BMF streicht den Pommes-Erlass

Bald keine Vereinfachungsregelung mehr für innergemeinschaftliches Verbringen

Das BMF streicht mit Schreiben vom 23.04.2018 den sog. Pommes-Erlass. Bisher konnte ein im übrigen Gemeinschaftsgebiet ansässiger Lieferant unter bestimmten Voraussetzungen gegenüber seinen deutschen Kunden mit deutscher Umsatzsteuer abrechnen, auch wenn der Abnehmer der Ware bereits zum Zeitpunkt der Versendung im Abgangsland feststand. Als Grund nennt das BMF die Vermeidung des Risikos von Steuerausfällen. Die Änderung ist auf alle offenen Fälle anwendbar. Den deutschen Abnehmern räumt das BMF für den Vorsteuerabzug eine Übergangsfrist bis 31.12.2018 ein.

1. Bisherige Rechtslage

Beliefert ein im übrigen Gemeinschaftsgebiet ansässiger Lieferant Unternehmer in Deutschland, liegt grundsätzlich eine innergemeinschaftliche Lieferung vor. Ein innergemeinschaftliches Verbringen und eine anschließende Inlandslieferung sind grundsätzlich zumindest dann ausgeschlossen, wenn für den Lieferanten zum Zeitpunkt der Versendung im Ausland feststeht, wer der Abnehmer ist.

Die Finanzverwaltung ließ in der Vergangenheit jedoch eine solche Behandlung der Umsätze aus Vereinfachungsgründen gem. Abschn. 1a.2 Abs. 14 UStAE unter bestimmten Voraussetzungen zu. Den Namen „Pommes-Erlass“ erhielt die Regelung aufgrund des erläuternden Beispiels im UStAE, in dem ein niederländischer Lieferant deutsche Abnehmer mit Pommes belieferte.

Danach konnte der Lieferant seine Lieferungen gegenüber deutschen Kunden bisher mit deutscher Umsatzsteuer abrechnen. Die Vereinfachung ist vor allem bei kleineren Kunden hilfreich, die keine Erfahrungen mit dem Warenbezug aus dem übrigen Gemeinschaftsgebiet haben. Zudem nutzten einige Unternehmen die Vereinfachungsregel auch dazu, die eigenen Abrechnungs- und Buchhaltungsprozesse zu vereinheitlichen. Außerdem können die Lieferanten in gewissem Umfang die Herkunft der gelieferten Gegenstände verschleiern, da auf der Rechnung lediglich die deutsche USt-IdNr. des Lieferanten und nicht die des tatsächlichen Abgangslandes genannt werden muss.

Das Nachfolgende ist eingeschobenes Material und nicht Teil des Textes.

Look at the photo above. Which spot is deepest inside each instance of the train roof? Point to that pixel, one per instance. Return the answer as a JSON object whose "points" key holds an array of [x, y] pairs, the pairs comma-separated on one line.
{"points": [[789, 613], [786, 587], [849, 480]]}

2. Neue Rechtslage und zeitliche Anwendung

Das BMF streicht den Pommes-Erlass ersatzlos aus dem UStAE. Steht der Abnehmer der Lieferung bereits zum Zeitpunkt der Versendung fest, ist die Lieferung stets als innergemeinschaftliche Lieferung zu behandeln. Dies gilt grundsätzlich für alle noch offenen Fälle. Allerdings gewährt das BMF für den Vorsteuerabzug deutscher Abnehmer eine Übergangsfrist bis 31.12.2018. Bis zu diesem Zeitpunkt beanstandet es die deutsche Finanzverwaltung nicht, wenn die Abnehmer aus Rechnungen auf Grundlage des bisherigen Pommes-Erlasses Vorsteuern geltend machen.

3. Handlungsbedarf

Das BMF entzieht mit der Streichung des Pommes-Erlasses der vereinfachten Abrechnung grundsätzlich mit sofortiger Wirkung die Rechtsgrundlage (auch für in der Vergangenheit liegende, noch offene Umsätze!).

Betroffene Unternehmen müssen schnellstmöglich Fälle des Pommes-Erlasses identifizieren und ihre Abrechnungspraxis ändern. Für die Abnehmer dürfte dies in vielen Fällen kaum zu bewerkstelligen sein. Schließlich sind sie in der Vergangenheit von ihrem Lieferanten bewusst im Unklaren darüber gelassen worden, ob ein Fall des Pommes-Erlasses vorliegt. Im Zweifel sollten Unternehmer ihre im Ausland ansässigen Lieferanten kontaktieren, um zu klären, ob die Rechnungen des Lieferanten unter den Pommes-Erlass fallen. Denn spätestens mit Ablauf der Übergangsfrist liegt das Risiko ganz überwiegend nicht beim ausländischen Lieferanten, sondern beim deutschen Abnehmer.

Autor: Dr. Christian Salder, Rechtsanwalt, Steuerberater, Fachanwalt für Steuerrecht, KMLZ.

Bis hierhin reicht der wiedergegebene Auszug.